Le premier ministre, Alain-Guillaume Bunyoni, et le ministre de l’intérieur, Gervais Ndirakobuca, sont des tenants de la ligne dure du régime de feu Pierre Nkurunziza. Source AFP

 

 

 





Le premier gouvernement du nouveau président burundais, Evariste Nadyishimiye, élu le 20 mai, a été annoncé dimanche 28 juin au soir. Il s’agit d’une équipe resserrée à quinze membres et dominée par les tenants de la ligne dure du régime.

La nomination au poste de premier ministre, le 23 juin, du plus haut gradé de la police burundaise, Alain-Guillaume Bunyoni, avait donné le ton. M. Bunyoni était déjà considéré comme le véritable numéro deux du régime depuis la crise politique de 2015 et comme le chef de file des durs parmi le groupe de généraux issus de la rébellion qui contrôlent le pouvoir burundais.

Un autre faucon fait son entrée au gouvernement : le général Gervais Ndirakobuca, qui dirigeait jusqu’à présent le très redouté Service national de renseignement (SNR), accusé d’être au cœur du système répressif burundais. Il a été nommé ministre de l’intérieur, du développement communautaire et de la sécurité publique. C’est pendant la guerre civile burundaise (300 000 morts entre 1993 et 2006) qu’il a acquis son surnom, Ndakugarika, littéralement « Je vais t’étendre raide mort » en kirundi.

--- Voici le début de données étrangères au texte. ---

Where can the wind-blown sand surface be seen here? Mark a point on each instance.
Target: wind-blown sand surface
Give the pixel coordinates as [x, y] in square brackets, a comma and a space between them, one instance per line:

M. Ndirakobuca fait l’objet de sanctions des Etats-Unis, de l’Union européenne et des principaux pays européens depuis cinq ans.

Par ailleurs, l’ambassadeur Albert Shingiro, représentant permanent du Burundi auprès des Nations unies depuis cinq ans et considéré comme le principal « visage diplomatique » du pouvoir burundais, devient le nouveau ministre des affaires étrangères et de la coopération au développement.

La candidature en avril 2015 à un troisième mandat controversé du président Pierre Nkurunziza, mort le 8 juin, avait plongé le pays dans une crise politique majeure qui a fait au moins 1 200 morts et poussé à l’exil quelque 400 000 Burundais. Le pays est depuis tenu d’une main de fer par le régime grâce au SNR et aux Imbonerakure, la ligue de jeunesse du parti au pouvoir, le CNDD-FDD, qui sèment la terreur dans la population.

Attaque du Rwanda en provenance du Burundi

L'armée rwandaise a annoncé avoir repoussé une attaque d’hommes non identifiés qui sont venus du Burundi. L’incident a eu lieu dans la nuit de vendredi à samedi dans le district de Nyaruguru, près de la frontière burundaise, au lendemain des funérailles de Pierre Nkurunziza, et alors que l’élection d’Evariste Ndayishimiye nourrit des espoirs d’apaisement entre le Rwanda et le Burundi.

L’attaque a eu lieu samedi vers 2 heures du matin. Selon le communiqué des forces de défense rwandaises, une centaine d’hommes armés de mitrailleuses et de grenades ont pris d’assaut un poste défensif tenu par des militaires rwandais, qui ont riposté. Bilan : trois blessés côté rwandais, quatre morts et trois capturés du côté des assaillants.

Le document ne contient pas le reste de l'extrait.